Transport is Australia’s deadliest industry. Cost-cutting at the top of supply chains by wealthy retailers, like Aldi, puts pressure on transport workers and operators to speed, skip their rest breaks and delay maintaining their trucks. So far this year 154 people have been killed in truck crashes, including 18 people in SA.
The protest follows multiple national actions over the last two years from truck drivers angry over safety concerns being ignored. Aldi responded with an unprecedented Federal Court case to silence truck drivers, following a protest at a DC in Regent Park, Adelaide.
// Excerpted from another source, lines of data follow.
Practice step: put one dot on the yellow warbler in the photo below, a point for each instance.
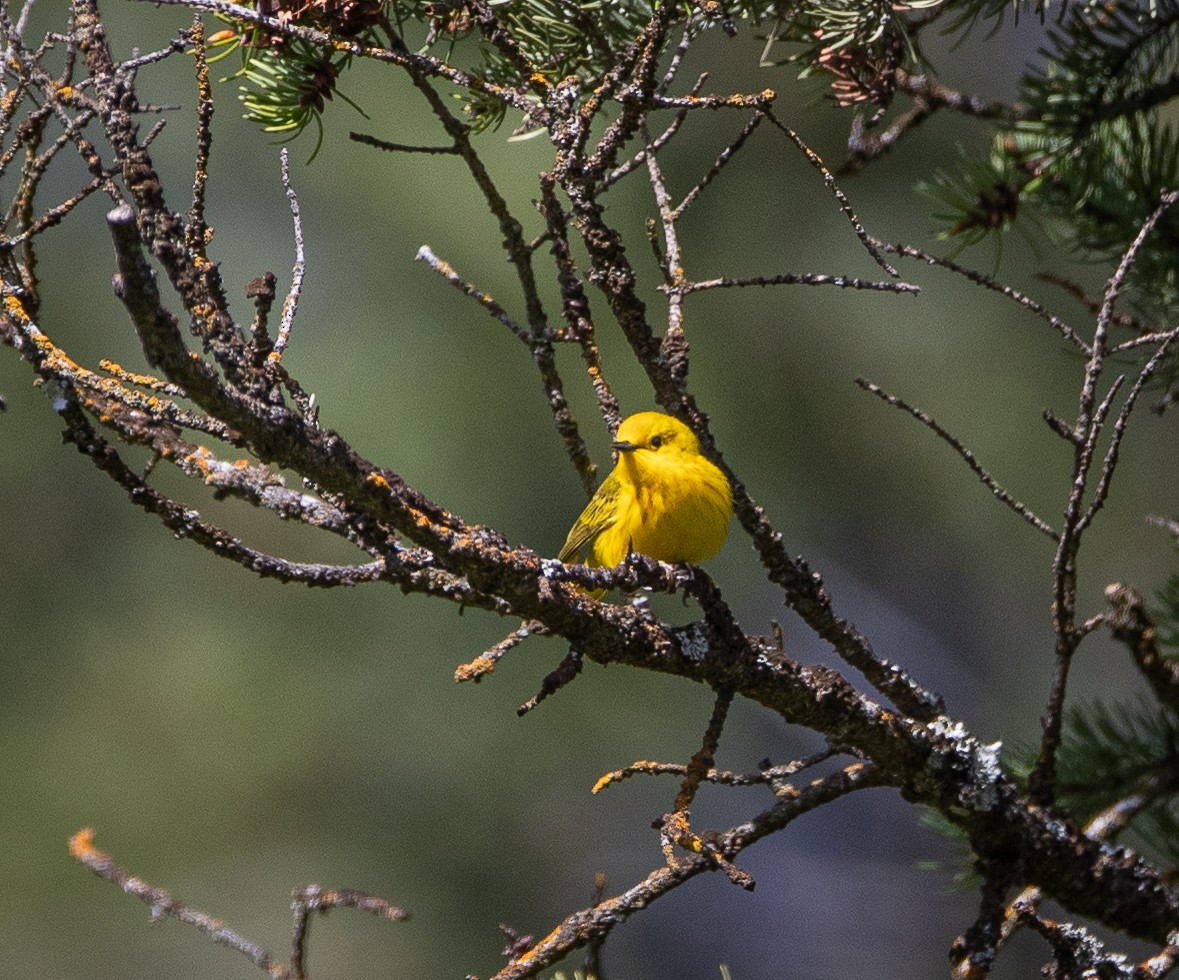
(663, 499)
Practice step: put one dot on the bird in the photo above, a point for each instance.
(664, 499)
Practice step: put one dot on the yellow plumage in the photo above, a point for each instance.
(663, 499)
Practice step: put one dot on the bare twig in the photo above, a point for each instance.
(968, 458)
(163, 905)
(290, 304)
(311, 899)
(599, 920)
(816, 160)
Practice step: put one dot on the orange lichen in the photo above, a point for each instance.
(81, 844)
(474, 670)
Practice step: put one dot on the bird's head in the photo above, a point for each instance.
(652, 432)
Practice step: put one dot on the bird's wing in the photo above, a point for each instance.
(600, 513)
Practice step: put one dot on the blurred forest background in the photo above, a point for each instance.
(231, 738)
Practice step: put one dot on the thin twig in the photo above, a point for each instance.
(314, 898)
(802, 278)
(987, 282)
(163, 905)
(968, 456)
(816, 160)
(445, 269)
(290, 304)
(599, 920)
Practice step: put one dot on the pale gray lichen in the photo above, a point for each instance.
(693, 642)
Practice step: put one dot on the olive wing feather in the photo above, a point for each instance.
(600, 513)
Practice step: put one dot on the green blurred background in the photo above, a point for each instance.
(231, 738)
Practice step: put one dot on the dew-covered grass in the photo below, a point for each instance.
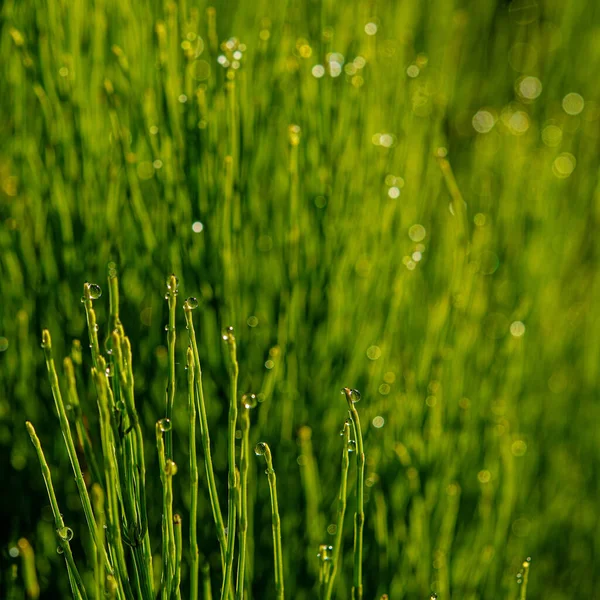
(398, 197)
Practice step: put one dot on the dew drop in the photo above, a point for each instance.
(260, 449)
(249, 400)
(164, 424)
(325, 552)
(95, 291)
(192, 302)
(65, 533)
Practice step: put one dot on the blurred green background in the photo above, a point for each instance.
(286, 161)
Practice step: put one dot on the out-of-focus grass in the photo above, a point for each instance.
(323, 234)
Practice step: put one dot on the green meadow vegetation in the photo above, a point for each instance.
(396, 197)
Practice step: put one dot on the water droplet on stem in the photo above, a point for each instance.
(95, 291)
(165, 424)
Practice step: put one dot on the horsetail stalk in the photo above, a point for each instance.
(64, 534)
(229, 338)
(68, 438)
(98, 502)
(167, 470)
(92, 291)
(207, 591)
(525, 575)
(248, 402)
(134, 464)
(111, 472)
(188, 306)
(262, 449)
(32, 587)
(82, 435)
(337, 547)
(171, 337)
(194, 552)
(353, 396)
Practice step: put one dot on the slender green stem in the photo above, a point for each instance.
(114, 322)
(204, 433)
(195, 558)
(32, 587)
(206, 589)
(229, 338)
(88, 290)
(359, 516)
(134, 465)
(248, 402)
(98, 502)
(171, 337)
(263, 449)
(111, 473)
(68, 438)
(176, 592)
(82, 435)
(526, 564)
(167, 470)
(64, 533)
(337, 547)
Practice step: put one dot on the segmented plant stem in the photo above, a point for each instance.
(206, 589)
(523, 595)
(167, 467)
(98, 502)
(337, 547)
(68, 438)
(32, 587)
(204, 433)
(263, 448)
(195, 558)
(359, 515)
(82, 435)
(134, 465)
(243, 501)
(171, 337)
(59, 524)
(176, 592)
(111, 476)
(90, 314)
(233, 475)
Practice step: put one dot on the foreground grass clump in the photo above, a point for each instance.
(401, 195)
(121, 562)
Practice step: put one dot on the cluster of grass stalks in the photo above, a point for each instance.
(401, 195)
(120, 562)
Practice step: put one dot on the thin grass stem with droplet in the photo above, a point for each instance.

“Truck crash fatalities this year alone equate to an innocent person being killed every 40 hours, 41 of those people were truck drivers. Yet we have wealthy retailers like Aldi squeezing the transport industry to line their own pockets. For two years now transport workers have protested at Aldi stores over safety issues, but the wealthy supermarket giant refuses to acknowledge its responsibility. We are protesting again today to remind Aldi that while they spend time and money trying to silence us, people are dying on our roads,” said TWU National Secretary Michael Kaine.
“Aldi failed to get an injunction following our protest at their DC in 2017. Rather than listening to the court, the union or the truck drivers raising safety concerns, Aldi simply retaliated again taking up an unprecedented attack on a union’s right to free speech in the Federal Court. Every day that Aldi continues its attempt to silence truck drivers is a day that lives are endangered on our roads,” said TWU SA/NT Branch Secretary Ian Smith.
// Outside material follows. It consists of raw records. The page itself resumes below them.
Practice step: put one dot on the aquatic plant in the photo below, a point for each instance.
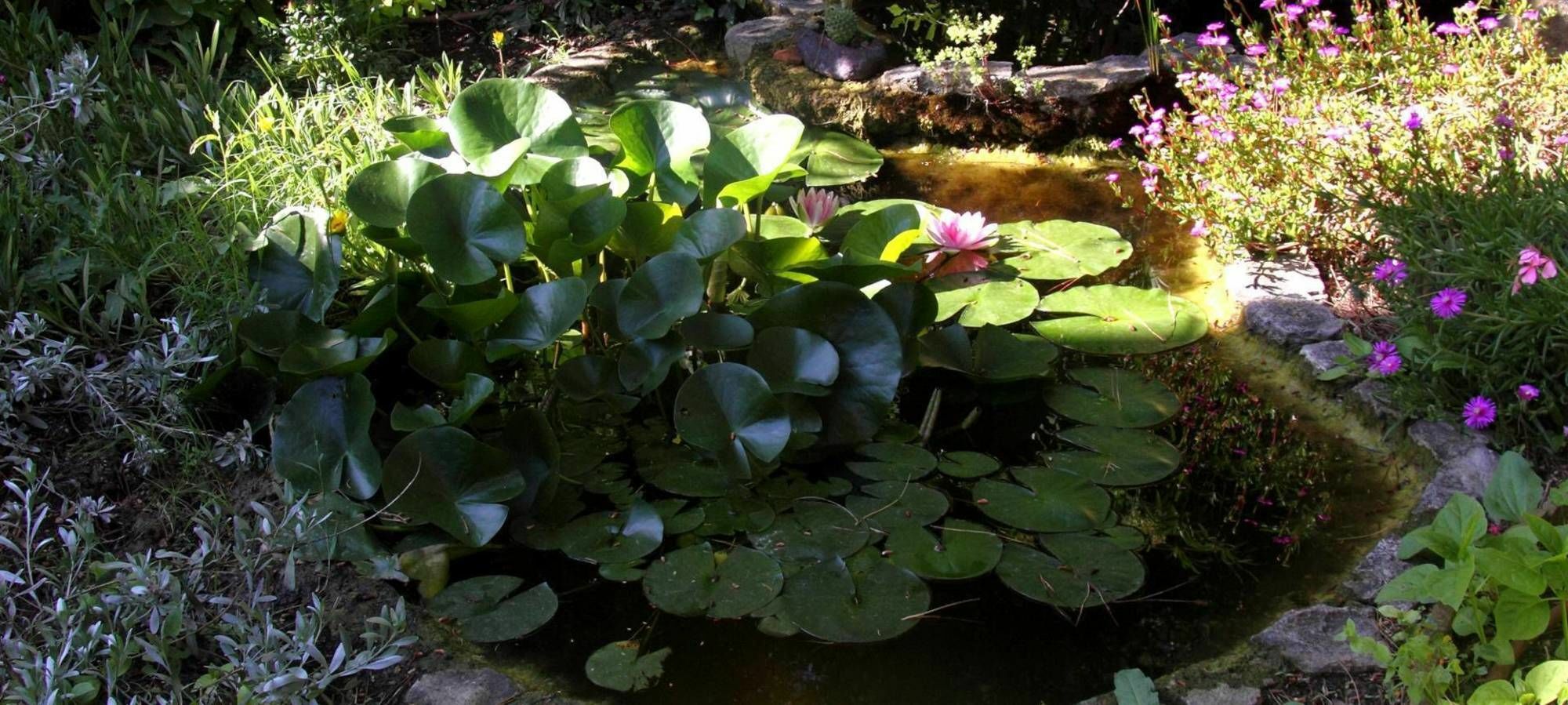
(606, 343)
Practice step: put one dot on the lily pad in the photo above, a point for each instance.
(695, 580)
(1120, 320)
(968, 464)
(1048, 500)
(620, 667)
(1117, 456)
(1062, 249)
(860, 601)
(959, 551)
(1114, 398)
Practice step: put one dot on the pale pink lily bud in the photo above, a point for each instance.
(816, 205)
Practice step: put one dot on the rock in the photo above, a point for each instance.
(835, 60)
(1446, 441)
(1467, 474)
(482, 687)
(1308, 638)
(1224, 695)
(1084, 82)
(764, 35)
(1376, 569)
(1293, 323)
(1280, 279)
(1323, 354)
(1376, 395)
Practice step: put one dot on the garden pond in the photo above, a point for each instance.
(982, 643)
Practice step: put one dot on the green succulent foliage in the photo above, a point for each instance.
(625, 353)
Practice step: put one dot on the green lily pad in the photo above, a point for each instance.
(893, 461)
(1062, 249)
(968, 464)
(614, 536)
(730, 585)
(1048, 500)
(860, 601)
(1120, 320)
(620, 668)
(895, 503)
(322, 438)
(465, 227)
(446, 477)
(979, 301)
(1116, 398)
(1117, 456)
(1081, 571)
(960, 551)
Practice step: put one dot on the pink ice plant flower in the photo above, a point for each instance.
(1479, 412)
(1534, 267)
(1448, 303)
(816, 205)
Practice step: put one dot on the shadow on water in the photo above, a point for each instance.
(989, 645)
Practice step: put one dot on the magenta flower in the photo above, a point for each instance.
(1392, 270)
(1448, 303)
(1534, 267)
(962, 232)
(816, 205)
(1385, 359)
(1479, 412)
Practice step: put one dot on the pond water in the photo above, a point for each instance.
(985, 645)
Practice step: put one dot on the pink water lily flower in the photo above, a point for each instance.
(1534, 267)
(816, 205)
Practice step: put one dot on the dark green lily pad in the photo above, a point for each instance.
(959, 551)
(860, 601)
(1116, 398)
(893, 461)
(968, 464)
(1117, 456)
(730, 585)
(1048, 500)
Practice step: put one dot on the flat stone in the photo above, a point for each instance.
(760, 35)
(1376, 395)
(1084, 82)
(1293, 323)
(484, 687)
(1323, 354)
(1467, 474)
(1376, 569)
(1250, 281)
(1446, 441)
(1308, 638)
(1224, 695)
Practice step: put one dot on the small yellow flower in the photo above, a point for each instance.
(339, 223)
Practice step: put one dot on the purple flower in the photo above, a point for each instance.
(1479, 412)
(1385, 359)
(1414, 118)
(1448, 303)
(1392, 270)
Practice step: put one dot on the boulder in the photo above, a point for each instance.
(1376, 569)
(761, 36)
(484, 687)
(1468, 474)
(1308, 640)
(1321, 356)
(1293, 323)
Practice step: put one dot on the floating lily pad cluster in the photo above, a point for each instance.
(615, 343)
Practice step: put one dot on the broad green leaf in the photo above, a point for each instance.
(446, 477)
(1120, 320)
(465, 227)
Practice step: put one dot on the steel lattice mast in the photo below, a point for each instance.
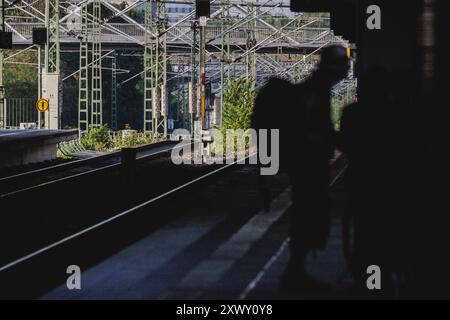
(96, 82)
(83, 80)
(2, 88)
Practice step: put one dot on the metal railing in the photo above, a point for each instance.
(19, 110)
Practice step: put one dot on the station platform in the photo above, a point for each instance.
(199, 258)
(21, 147)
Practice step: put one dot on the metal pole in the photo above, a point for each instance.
(203, 75)
(2, 88)
(39, 84)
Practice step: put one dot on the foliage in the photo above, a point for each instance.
(237, 109)
(97, 138)
(238, 102)
(102, 139)
(20, 76)
(131, 140)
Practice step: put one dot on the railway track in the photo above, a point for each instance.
(90, 231)
(31, 180)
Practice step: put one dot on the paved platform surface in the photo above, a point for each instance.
(192, 259)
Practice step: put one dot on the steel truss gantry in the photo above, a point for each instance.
(254, 39)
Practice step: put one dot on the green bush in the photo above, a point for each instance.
(97, 138)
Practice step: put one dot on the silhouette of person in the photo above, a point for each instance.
(376, 135)
(311, 143)
(268, 116)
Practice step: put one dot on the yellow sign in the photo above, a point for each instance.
(42, 105)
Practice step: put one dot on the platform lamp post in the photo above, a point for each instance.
(202, 13)
(5, 43)
(39, 40)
The Federal Government tore down a road safety watchdog in 2016 despite its own report saying it would have reduced truck crashes by 28%. Since the watchdog was abolished, 629 people have been killed in truck crashes, including 139 truck drivers.
The TWU has announced widespread industrial action in transport next year as 200 enterprise agreements covering 38,000 transport workers expire. The union is pushing to ensure accountability among powerful, wealthy companies at the top of the transport supply chain, like Aldi.
Aldi’s Federal Court case against the TWU resumes on 22nd October.
A major agreement between the TWU and Coles was signed during the union’s National Council in Adelaide last year. The agreement involved statements of principles to ensure safe and fair conditions for workers in the Coles supply chain and the on-demand economy. A separate charter has been signed previously with Woolworths.